WINNIPEG – The Manitoba government is promising to wind down the use of hotels to house children in need of emergency foster care, but the great-aunt of a teenager who was killed after running away from one wonders why it took the searing spotlight of a tragedy to make changes.
Family Services Minister Kerri Irvin-Ross said the province is creating 71 new emergency foster home spots across the province. It also plans to reduce its reliance on outside contract workers by hiring 210 permanent childcare workers over two years.
But Tina Fontaine’s great-aunt, Thelma Favel, questions why it took a death for the government to push forward. The children’s advocate has criticized the use of hotels for more than a decade.
“I lost my baby,” said Favel, who took Tina into her home in Powerview, Man., and raised her as a daughter for years.
“Nothing is ever going to bring her back. Why did it have to take her death for them to open up their eyes to see there were problems out there?”
Tina, 15, was in foster care for less than two months when Favel said she ran away from the Winnipeg hotel she was taken to temporarily in August. Her body was found wrapped in a bag in the Red River nine days later.
Manitoba has around 10,000 children in care — the highest proportion in the country — and the vast majority are aboriginal. On any given day, dozens of those children are put up in hotel rooms because there isn’t room in a foster home.
In addition to the new emergency spaces, the province is creating a new secure facility for six to 10 high-risk girls.
“What’s going to happen with all the other hundreds of kids?” Favel said. “What about the other hundreds of girls that are still out there? What about them? They need more than just six beds. There are so many of them that get lost like Tina.”
Internal reviews into Tina’s death are ongoing, Irvin-Ross said. Police have called the death a homicide, but no charges have been laid.
Manitoba was criticized by its own children’s advocate as far back as 2000 for using hotel rooms to house children. The children’s watchdog has released several reports since then that kept raising concerns about the practice. Another report is due out early next year.
The province’s goal is to eliminate the use of hotels, but Irvin-Ross said sometimes children end up there for good reason.
“Sometimes it’s because of a breakdown in a placement and it’s an emergency that needs to be addressed immediately. We do not want to have children sleeping on the streets. If it’s a large sibling group, our goal is to keep siblings together,” she said Tuesday.
“Hotels really are the placement of last resort.”
The province has been working to reduce the number of kids in hotels since 2000, but Irvin-Ross couldn’t say why it has taken 14 years to bring more emergency spaces online and to hire provincial staff rather than rely on outside agencies and contract staff.

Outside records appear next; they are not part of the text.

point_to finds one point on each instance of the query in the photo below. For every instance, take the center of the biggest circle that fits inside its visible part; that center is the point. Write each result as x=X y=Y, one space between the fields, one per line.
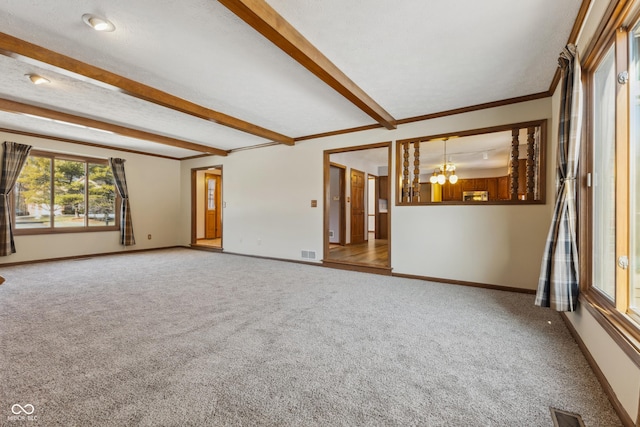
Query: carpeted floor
x=189 y=338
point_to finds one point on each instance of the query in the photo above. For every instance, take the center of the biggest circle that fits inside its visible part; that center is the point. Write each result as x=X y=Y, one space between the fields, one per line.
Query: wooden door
x=357 y=207
x=212 y=222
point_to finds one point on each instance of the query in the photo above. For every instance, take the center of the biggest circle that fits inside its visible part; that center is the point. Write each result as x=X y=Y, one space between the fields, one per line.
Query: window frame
x=63 y=230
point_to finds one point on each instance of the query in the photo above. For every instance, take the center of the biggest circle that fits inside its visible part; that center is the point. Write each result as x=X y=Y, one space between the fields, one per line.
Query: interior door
x=357 y=207
x=212 y=223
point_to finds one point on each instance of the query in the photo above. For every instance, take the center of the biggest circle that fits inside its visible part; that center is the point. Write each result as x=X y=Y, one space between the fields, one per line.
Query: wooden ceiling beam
x=28 y=52
x=20 y=108
x=264 y=19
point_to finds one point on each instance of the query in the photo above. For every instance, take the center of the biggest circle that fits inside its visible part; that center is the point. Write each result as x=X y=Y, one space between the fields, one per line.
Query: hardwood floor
x=214 y=243
x=373 y=252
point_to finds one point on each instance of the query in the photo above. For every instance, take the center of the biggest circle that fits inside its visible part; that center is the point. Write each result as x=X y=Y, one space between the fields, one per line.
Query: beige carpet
x=182 y=337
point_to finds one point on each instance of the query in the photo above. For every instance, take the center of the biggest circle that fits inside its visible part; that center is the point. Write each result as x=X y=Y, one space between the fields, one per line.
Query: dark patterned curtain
x=558 y=284
x=126 y=227
x=14 y=156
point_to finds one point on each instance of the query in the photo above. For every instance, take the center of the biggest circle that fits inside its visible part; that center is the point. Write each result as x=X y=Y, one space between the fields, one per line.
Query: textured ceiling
x=412 y=57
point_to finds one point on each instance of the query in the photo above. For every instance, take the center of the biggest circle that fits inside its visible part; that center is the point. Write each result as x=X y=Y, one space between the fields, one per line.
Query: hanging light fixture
x=445 y=172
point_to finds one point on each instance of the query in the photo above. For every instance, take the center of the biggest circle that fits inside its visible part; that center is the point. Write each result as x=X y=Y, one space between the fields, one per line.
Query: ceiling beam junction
x=264 y=19
x=32 y=110
x=30 y=53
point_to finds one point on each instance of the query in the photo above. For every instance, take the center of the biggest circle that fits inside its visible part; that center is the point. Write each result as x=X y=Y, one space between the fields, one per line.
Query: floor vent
x=308 y=254
x=565 y=419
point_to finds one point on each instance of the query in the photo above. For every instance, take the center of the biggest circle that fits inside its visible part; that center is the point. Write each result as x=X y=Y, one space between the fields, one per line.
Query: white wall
x=154 y=187
x=268 y=193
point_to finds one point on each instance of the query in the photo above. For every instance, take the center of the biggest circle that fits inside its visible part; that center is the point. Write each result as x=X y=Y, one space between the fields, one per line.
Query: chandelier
x=447 y=171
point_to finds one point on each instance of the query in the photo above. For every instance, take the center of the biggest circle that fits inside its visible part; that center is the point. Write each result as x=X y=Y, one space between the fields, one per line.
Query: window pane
x=102 y=196
x=33 y=194
x=634 y=164
x=69 y=177
x=604 y=190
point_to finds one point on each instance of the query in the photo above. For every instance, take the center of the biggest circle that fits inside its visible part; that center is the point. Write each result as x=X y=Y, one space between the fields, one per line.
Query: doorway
x=206 y=208
x=357 y=205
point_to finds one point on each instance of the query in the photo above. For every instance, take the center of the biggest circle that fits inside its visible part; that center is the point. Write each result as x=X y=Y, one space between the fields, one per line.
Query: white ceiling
x=412 y=57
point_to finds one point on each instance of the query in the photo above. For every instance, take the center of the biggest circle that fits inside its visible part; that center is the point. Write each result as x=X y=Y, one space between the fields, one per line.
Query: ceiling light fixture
x=36 y=79
x=445 y=172
x=98 y=23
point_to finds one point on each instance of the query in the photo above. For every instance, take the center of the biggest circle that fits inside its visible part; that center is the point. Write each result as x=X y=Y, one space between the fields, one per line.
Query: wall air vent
x=308 y=254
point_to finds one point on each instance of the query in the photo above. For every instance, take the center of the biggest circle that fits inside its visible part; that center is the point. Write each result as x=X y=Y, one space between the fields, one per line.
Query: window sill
x=41 y=231
x=621 y=328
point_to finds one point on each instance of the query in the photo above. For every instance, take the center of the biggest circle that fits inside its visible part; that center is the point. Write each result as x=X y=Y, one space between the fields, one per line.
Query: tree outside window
x=79 y=194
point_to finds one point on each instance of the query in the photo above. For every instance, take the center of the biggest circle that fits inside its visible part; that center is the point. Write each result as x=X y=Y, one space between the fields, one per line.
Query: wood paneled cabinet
x=497 y=188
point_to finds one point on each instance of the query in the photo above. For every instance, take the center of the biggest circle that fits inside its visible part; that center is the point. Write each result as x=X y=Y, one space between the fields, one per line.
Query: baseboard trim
x=69 y=258
x=464 y=283
x=617 y=406
x=315 y=264
x=205 y=248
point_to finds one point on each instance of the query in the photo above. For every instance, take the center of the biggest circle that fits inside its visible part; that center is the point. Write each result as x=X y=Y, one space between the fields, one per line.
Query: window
x=59 y=193
x=611 y=195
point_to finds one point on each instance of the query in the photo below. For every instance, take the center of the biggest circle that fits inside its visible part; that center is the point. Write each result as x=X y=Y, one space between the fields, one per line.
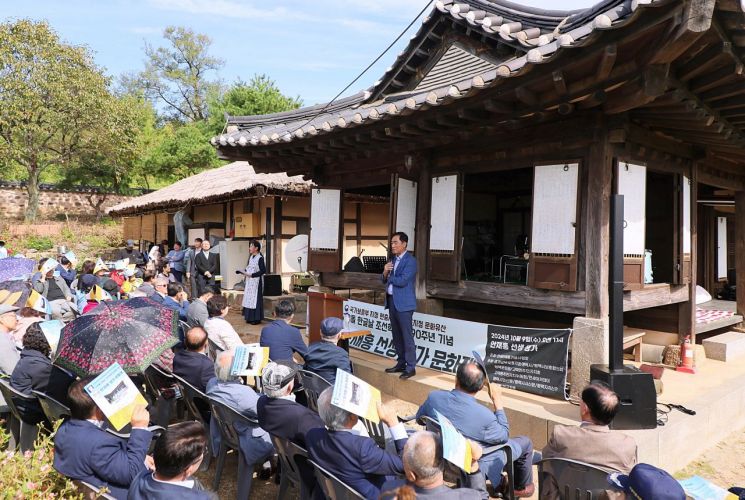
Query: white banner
x=441 y=343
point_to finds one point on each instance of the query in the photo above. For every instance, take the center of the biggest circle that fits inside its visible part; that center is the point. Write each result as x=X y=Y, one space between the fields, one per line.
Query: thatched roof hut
x=233 y=181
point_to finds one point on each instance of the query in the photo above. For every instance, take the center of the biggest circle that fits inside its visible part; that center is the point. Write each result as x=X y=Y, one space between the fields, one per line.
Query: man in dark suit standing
x=205 y=266
x=355 y=459
x=399 y=276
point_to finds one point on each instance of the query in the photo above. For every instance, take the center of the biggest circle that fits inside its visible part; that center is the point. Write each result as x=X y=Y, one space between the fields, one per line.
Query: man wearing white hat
x=55 y=290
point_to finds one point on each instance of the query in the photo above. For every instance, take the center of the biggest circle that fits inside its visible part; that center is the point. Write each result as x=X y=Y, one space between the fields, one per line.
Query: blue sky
x=312 y=49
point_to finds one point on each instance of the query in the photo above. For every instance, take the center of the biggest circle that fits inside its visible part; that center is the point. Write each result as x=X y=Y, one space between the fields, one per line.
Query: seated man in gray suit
x=423 y=467
x=592 y=441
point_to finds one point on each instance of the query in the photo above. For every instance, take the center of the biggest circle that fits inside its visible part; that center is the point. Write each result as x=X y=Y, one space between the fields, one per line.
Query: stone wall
x=13 y=201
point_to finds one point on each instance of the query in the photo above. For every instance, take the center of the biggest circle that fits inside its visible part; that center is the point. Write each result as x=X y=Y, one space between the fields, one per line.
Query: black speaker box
x=272 y=285
x=636 y=394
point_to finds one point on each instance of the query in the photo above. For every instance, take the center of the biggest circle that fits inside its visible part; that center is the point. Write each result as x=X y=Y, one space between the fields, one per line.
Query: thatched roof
x=234 y=180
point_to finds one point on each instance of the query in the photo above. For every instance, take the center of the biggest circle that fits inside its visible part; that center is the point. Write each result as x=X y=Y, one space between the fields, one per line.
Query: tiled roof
x=537 y=35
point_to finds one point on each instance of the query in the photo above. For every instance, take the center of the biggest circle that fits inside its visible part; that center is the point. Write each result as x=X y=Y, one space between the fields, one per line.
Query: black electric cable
x=326 y=106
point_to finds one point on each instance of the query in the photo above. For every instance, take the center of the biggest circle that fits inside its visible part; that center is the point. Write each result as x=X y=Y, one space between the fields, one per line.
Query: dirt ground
x=723 y=464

“You have to look at what’s been happening in society and what’s been happening within the child welfare system over the years. There’s been many changes that have happened,” she said. “I don’t have to tell you that the numbers have increased. That puts extra pressure on our system.”

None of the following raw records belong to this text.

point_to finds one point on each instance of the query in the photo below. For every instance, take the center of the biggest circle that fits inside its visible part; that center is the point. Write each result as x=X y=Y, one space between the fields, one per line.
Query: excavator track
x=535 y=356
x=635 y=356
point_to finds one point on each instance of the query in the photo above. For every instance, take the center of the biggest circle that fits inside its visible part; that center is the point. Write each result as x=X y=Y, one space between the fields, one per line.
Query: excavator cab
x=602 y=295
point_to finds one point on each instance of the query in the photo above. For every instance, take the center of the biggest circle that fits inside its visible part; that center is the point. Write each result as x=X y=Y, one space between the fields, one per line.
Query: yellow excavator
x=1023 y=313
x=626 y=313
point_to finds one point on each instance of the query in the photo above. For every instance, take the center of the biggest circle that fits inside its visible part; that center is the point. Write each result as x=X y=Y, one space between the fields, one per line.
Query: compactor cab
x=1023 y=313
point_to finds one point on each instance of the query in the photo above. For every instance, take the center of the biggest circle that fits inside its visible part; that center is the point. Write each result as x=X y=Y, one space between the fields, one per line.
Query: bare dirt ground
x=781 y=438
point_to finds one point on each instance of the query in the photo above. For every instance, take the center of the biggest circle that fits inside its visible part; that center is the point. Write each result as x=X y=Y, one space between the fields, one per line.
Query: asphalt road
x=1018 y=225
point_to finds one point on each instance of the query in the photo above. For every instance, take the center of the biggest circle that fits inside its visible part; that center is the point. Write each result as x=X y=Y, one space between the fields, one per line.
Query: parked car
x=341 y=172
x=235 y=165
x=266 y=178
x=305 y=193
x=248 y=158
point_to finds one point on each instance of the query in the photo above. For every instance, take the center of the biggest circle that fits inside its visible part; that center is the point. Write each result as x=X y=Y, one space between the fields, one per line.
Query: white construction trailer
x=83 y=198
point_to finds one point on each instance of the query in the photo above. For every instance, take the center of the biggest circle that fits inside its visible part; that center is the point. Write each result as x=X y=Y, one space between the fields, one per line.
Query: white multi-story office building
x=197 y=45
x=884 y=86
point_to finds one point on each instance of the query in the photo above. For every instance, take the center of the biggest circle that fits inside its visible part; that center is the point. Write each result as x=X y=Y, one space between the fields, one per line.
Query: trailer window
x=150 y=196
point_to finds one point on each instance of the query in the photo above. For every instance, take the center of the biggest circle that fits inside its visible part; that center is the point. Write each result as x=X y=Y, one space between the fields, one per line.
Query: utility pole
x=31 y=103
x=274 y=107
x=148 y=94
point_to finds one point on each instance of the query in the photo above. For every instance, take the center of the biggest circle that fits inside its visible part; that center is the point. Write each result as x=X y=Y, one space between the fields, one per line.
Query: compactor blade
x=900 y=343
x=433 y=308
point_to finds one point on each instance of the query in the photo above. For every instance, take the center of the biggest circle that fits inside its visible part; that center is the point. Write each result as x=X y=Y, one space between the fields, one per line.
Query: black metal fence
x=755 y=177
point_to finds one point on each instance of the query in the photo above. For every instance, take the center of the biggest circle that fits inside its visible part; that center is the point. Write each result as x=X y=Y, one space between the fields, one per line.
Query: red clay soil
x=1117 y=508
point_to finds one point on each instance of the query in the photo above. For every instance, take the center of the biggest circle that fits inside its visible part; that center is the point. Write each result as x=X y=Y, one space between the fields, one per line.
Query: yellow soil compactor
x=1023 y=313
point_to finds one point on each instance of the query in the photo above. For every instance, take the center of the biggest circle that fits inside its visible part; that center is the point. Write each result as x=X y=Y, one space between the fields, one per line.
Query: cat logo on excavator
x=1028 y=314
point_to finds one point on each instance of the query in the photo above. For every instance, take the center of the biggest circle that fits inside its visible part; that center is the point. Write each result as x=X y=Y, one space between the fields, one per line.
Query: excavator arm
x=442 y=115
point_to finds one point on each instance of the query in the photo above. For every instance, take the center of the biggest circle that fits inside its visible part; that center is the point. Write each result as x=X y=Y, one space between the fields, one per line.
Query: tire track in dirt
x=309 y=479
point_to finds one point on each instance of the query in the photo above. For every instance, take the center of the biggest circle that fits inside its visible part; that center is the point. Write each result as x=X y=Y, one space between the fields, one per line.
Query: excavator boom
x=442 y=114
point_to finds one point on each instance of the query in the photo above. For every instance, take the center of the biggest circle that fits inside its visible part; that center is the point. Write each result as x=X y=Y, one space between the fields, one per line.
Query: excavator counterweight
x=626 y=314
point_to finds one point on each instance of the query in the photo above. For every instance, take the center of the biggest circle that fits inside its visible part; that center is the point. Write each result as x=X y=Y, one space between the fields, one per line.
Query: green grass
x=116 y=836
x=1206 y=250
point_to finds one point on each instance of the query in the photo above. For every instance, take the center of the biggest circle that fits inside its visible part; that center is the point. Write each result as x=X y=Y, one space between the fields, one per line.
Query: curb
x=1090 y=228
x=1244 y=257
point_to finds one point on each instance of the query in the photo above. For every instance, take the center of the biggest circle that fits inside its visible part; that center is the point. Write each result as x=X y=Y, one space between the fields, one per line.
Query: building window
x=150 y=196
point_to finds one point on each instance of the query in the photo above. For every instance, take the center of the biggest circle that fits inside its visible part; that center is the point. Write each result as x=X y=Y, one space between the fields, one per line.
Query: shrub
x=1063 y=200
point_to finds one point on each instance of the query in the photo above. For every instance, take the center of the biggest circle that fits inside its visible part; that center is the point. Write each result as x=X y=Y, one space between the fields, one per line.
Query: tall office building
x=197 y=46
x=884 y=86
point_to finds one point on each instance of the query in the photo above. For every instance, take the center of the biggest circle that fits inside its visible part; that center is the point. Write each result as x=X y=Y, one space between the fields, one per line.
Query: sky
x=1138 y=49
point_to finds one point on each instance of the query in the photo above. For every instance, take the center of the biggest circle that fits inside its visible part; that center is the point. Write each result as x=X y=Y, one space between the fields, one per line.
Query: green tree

Information posted on the government’s website shows the number of children housed in hotels fluctuates, from a high of 81 one day in March to a lone child on the last day of September.
Darlene McDonald, Manitoba’s children’s advocate, said she hopes the use of hotels is on the decline.
But she said it’s going to take significant resources to eliminate the use of hotels completely. It’s not enough to simply put a roof over a child’s head, she said.
The whole emergency placement department needs to be well-staffed and be able to provide such services as therapy and rehab, McDonald said. Some of the caregivers responsible for children in hotels now don’t even speak the same language as the child, she added.
“That’s no place for our children,” McDonald said. “It just adds to the vulnerability and increased stress for the child.”
Jay Rodgers, former CEO of Manitoba’s Child and Family Services agency, said everyone acknowledges that hotels are not an ideal setting for children in care. The quality of care in hotels can be lacking and the surrounding neighbourhoods are not “great,” he said. Most hotel stays are short, he added.
Rodgers is now heading up a child welfare facility that will be expanded under the overhaul to include a secure unit for a select number of girls like Fontaine.
“It’s young women like that with that type of history and complex needs that we’re hoping to serve.”